Wer den Blick weitet, entdeckt den Aufbruch

Foto: Manfred Richter auf Pixabay
Foto: Manfred Richter auf Pixabay

Auch an Ostern herrscht der Tod. Da sind Kriege. Nicht einmal zu Ostern gelingt eine Waffenstillstandsvereinbarung. Kein Innehalten. Kein Durchatmen.

Da kommt es mir wirklich wie ein Wunder vor, dass trotzdem die Osterbotschaft verkündigt, gehört und geglaubt wird – bis heute.

Nur auf den Tod starren, lässt Menschen erstarren. Es gibt einen anderen Blick, um mit unserer Welt zurechtzukommen.

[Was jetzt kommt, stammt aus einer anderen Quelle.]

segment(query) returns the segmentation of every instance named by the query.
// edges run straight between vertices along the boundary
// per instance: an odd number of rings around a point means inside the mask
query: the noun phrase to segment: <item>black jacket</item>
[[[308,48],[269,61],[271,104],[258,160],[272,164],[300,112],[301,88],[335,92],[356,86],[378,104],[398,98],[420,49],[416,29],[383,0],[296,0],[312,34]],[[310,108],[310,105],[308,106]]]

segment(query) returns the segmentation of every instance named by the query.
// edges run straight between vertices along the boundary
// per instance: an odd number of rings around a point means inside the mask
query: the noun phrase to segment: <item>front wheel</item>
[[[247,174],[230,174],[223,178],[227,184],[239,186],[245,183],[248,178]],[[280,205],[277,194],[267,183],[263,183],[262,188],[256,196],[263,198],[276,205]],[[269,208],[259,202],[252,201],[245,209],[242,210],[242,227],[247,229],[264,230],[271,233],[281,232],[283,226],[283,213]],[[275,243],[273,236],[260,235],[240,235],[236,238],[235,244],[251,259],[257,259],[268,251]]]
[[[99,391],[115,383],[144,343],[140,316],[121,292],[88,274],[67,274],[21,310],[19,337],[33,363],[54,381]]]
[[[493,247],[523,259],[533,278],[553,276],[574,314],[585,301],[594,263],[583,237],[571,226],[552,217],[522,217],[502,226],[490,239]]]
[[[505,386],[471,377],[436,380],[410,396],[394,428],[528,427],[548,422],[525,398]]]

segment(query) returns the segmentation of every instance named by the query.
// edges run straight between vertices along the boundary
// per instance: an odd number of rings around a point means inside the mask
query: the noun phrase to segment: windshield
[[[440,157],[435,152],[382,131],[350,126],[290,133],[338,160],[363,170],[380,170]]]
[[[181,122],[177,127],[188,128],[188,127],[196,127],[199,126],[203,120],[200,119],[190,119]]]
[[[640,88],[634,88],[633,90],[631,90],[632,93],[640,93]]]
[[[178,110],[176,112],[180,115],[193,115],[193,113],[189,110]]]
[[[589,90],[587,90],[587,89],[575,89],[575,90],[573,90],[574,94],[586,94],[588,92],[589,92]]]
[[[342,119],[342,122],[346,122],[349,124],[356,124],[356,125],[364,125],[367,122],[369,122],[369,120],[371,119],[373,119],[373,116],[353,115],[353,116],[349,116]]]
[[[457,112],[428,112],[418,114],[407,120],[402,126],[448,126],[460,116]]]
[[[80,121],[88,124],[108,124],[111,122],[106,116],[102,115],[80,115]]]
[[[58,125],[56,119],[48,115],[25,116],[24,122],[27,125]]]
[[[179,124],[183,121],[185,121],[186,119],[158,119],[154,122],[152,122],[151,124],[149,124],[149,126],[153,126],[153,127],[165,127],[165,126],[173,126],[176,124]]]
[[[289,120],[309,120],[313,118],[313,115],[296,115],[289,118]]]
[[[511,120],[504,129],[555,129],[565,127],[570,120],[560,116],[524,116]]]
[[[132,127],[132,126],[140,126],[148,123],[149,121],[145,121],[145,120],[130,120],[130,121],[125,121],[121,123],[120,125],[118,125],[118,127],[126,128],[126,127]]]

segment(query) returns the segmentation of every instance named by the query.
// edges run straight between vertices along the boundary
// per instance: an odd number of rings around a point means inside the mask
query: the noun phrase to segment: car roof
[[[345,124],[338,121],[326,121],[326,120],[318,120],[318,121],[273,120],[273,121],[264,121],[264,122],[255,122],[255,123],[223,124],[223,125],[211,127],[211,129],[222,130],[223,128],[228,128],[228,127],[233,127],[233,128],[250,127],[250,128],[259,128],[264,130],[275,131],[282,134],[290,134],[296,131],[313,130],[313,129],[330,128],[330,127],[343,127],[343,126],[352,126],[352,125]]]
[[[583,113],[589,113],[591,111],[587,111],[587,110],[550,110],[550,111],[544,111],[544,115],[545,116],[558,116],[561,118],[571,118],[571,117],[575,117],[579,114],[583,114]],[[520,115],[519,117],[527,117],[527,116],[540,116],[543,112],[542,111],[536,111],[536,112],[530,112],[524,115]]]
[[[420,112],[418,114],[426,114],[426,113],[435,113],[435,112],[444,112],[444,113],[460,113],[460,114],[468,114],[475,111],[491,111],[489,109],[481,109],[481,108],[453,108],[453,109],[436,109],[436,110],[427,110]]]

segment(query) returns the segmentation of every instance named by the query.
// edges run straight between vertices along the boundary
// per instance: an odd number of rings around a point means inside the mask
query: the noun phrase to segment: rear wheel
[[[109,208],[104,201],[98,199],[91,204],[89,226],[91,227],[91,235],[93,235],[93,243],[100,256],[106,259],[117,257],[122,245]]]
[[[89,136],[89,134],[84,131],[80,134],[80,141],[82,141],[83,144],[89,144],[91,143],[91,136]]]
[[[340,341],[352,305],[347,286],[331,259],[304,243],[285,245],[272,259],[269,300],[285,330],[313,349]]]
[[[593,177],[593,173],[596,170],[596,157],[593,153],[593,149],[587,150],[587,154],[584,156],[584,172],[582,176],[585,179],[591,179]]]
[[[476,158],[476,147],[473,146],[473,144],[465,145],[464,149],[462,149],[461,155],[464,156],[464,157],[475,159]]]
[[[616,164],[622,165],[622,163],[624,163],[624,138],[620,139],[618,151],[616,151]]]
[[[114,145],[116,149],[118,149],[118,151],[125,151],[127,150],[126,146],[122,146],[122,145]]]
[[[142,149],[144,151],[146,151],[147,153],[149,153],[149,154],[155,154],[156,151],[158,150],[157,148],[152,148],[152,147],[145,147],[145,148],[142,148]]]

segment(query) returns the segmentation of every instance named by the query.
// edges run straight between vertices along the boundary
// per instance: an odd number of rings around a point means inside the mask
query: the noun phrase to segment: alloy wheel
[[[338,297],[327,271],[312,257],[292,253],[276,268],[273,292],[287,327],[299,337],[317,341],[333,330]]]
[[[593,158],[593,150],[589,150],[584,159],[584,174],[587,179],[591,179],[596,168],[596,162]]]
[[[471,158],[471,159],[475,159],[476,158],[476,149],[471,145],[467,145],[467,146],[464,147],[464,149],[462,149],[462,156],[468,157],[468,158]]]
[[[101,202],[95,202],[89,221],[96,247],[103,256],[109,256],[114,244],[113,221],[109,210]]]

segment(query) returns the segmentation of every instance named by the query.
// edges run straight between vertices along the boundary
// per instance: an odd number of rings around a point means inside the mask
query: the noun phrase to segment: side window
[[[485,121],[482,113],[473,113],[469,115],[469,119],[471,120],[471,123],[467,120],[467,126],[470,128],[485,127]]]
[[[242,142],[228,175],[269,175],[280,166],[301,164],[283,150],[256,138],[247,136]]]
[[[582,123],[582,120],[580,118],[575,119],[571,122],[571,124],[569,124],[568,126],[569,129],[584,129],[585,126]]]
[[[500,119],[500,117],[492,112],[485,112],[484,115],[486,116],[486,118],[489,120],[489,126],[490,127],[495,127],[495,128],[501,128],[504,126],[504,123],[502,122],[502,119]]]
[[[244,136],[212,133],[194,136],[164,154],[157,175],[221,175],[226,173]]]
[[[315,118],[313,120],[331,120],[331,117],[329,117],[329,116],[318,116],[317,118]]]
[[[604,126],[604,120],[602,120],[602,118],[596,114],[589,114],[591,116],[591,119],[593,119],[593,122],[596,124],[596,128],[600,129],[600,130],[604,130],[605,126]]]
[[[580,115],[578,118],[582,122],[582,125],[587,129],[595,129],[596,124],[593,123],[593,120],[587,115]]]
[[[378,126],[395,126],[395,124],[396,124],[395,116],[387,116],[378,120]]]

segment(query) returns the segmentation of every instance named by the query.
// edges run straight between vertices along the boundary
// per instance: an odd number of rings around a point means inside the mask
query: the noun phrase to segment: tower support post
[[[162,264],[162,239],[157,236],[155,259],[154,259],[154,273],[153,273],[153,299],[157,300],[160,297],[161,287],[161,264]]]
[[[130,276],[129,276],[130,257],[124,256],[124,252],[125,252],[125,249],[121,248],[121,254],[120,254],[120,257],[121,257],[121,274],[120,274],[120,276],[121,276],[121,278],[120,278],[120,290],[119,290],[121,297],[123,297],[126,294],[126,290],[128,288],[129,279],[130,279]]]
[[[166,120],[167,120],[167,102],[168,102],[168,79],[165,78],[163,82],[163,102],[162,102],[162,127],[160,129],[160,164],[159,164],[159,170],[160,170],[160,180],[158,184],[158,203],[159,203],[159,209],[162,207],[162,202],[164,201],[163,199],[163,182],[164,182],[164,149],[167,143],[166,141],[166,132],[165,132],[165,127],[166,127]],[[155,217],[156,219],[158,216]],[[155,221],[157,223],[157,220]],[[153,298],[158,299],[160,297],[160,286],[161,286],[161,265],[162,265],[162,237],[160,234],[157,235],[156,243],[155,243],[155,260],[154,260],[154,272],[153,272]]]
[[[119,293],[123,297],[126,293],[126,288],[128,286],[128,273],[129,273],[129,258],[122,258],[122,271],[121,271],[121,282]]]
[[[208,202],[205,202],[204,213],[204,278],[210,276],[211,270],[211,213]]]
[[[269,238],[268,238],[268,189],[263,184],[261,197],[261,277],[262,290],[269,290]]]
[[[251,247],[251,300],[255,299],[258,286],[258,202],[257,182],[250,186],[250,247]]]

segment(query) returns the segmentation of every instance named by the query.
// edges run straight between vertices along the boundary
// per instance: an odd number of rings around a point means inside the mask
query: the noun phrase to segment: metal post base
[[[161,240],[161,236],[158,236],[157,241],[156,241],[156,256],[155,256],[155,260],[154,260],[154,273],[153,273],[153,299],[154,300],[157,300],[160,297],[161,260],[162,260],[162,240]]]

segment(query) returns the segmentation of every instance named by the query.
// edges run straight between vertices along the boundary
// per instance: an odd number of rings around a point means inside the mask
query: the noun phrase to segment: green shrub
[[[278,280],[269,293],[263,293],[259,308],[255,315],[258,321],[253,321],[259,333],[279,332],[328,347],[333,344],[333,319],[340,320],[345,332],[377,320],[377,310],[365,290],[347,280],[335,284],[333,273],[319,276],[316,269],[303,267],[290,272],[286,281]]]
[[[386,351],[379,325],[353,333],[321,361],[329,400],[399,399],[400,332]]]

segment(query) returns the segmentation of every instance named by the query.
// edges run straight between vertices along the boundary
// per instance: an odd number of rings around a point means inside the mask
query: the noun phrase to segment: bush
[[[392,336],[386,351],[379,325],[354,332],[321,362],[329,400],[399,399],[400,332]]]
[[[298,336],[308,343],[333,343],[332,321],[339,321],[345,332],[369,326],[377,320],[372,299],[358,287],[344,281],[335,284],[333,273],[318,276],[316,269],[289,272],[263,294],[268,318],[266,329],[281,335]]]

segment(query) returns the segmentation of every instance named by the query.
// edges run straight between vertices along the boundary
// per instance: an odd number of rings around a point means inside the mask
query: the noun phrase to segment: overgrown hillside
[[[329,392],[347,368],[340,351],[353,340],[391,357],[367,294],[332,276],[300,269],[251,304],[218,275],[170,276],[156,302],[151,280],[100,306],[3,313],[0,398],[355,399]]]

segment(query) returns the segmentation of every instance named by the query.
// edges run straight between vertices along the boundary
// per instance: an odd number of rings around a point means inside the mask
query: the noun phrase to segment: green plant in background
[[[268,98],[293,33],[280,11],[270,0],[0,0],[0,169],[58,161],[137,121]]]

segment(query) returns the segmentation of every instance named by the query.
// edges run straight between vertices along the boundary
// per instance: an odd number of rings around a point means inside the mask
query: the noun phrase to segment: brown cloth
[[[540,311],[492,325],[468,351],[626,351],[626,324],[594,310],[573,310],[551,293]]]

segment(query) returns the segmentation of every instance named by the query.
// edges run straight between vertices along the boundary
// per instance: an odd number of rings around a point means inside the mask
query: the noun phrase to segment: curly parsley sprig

Jesu Jüngerinnen und Jünger haben es erfahren – und viele Menschen seither.

Einer meiner eigenen letzten Auferstehungsaugenblicke war im Januar. So ein Moment, von dem ich nicht anders kann, als zu sagen: Da war Gott gegenwärtig. Da war er mit seinem Geist, seiner Hilfe, seiner Bewahrung. In der Reha nach meinem folgenschweren Sturz sagte mir einer vor ein paar Wochen: „Na, da hat dein Gott aber nicht gut auf dich aufgepasst.“ Ich hatte es anders empfunden, nämlich: Zum Glück ist mir nicht Schlimmeres passiert. „Vielleicht“, entgegnete ich ihm, „vielleicht hat er im Moment meines Fallens ziemlich gut auf mich aufgepasst.“

Heute glaube ich das. Gott war da. Hat mich vor Schlimmeren bewahrt. Und wenn ich darüber hinaus daran denke, dass nichts mehr ging (im wahrsten Sinne des Wortes), dann gehe ich heute einen Weg, und auf einmal kommt mir in den Sinn, so zwischendurch aus heiterem Himmel: Das ist ein kleines Wunder, dass ich schon wieder so gut auf den Beinen bin.

Wer den Blick weitet und nach Gott Ausschau hält, entdeckt mitten in aller Befangenheit durch den Tod den Aufbruch, den Anbruch von etwas Neuem. Knospen springen auf und blühen. Nächte werden hell und glühen. Auferstehung geschieht. Einfach so.

Ich glaube, wir begrenzen uns selbst in der Wahrnehmung unserer Welt, wenn wir immer nur den Tod anstarren. Wenn ich nur den 15 Minuten Nachrichten am Tag Glauben schenke. Wenn ich die Botschaft von der Auferstehung Jesu ausblende. Dann bin ich ärmer als ich sein könnte, weil mir entgeht, dass Auferstehung geschieht. Einfach so.

Klar, Ostern lässt sich nicht in Gestalt eines Beweises vorführen. Ich kann Ostern nicht „machen“. Was aber dann?

Gott ich bitte dich, das Unglaubliche wahrnehmen und spüren zu können.

Ich bitte dich, meinen Unglauben und meine Zweifel in Sehnsucht zu verwandeln.

Zeige dich als lebendige und Leben schaffende Kraft – an meiner Seite und für mich.

Für deine Welt.

Dann wird Ostern zum Fest neuen Lebens. Nichts hält mich mehr gefangen.

Da wird gesungen. Und wie! Unbeirrt und fröhlich.

So wie Mose und Miriam, Maria und Hanna gesungen haben: ein Lied, das vom Leben singt.

Lob des Schöpfers. Aus vollem Herzen. Und aus voller Seele.

Du meine Seele, singe, wohlauf und singe schön.

Amen.

Vielleicht wird bei Ihnen zu Ostern auch der Choral „Du meine Seele, singe" (EG 302) gesungen?

So oder so: Ich wünsche Ihnen zusammen mit denen, die Ihnen nahe stehen, eine besinnliche Zeit durch die Karwoche und dann von Herzen frohe und gesegnete Ostern.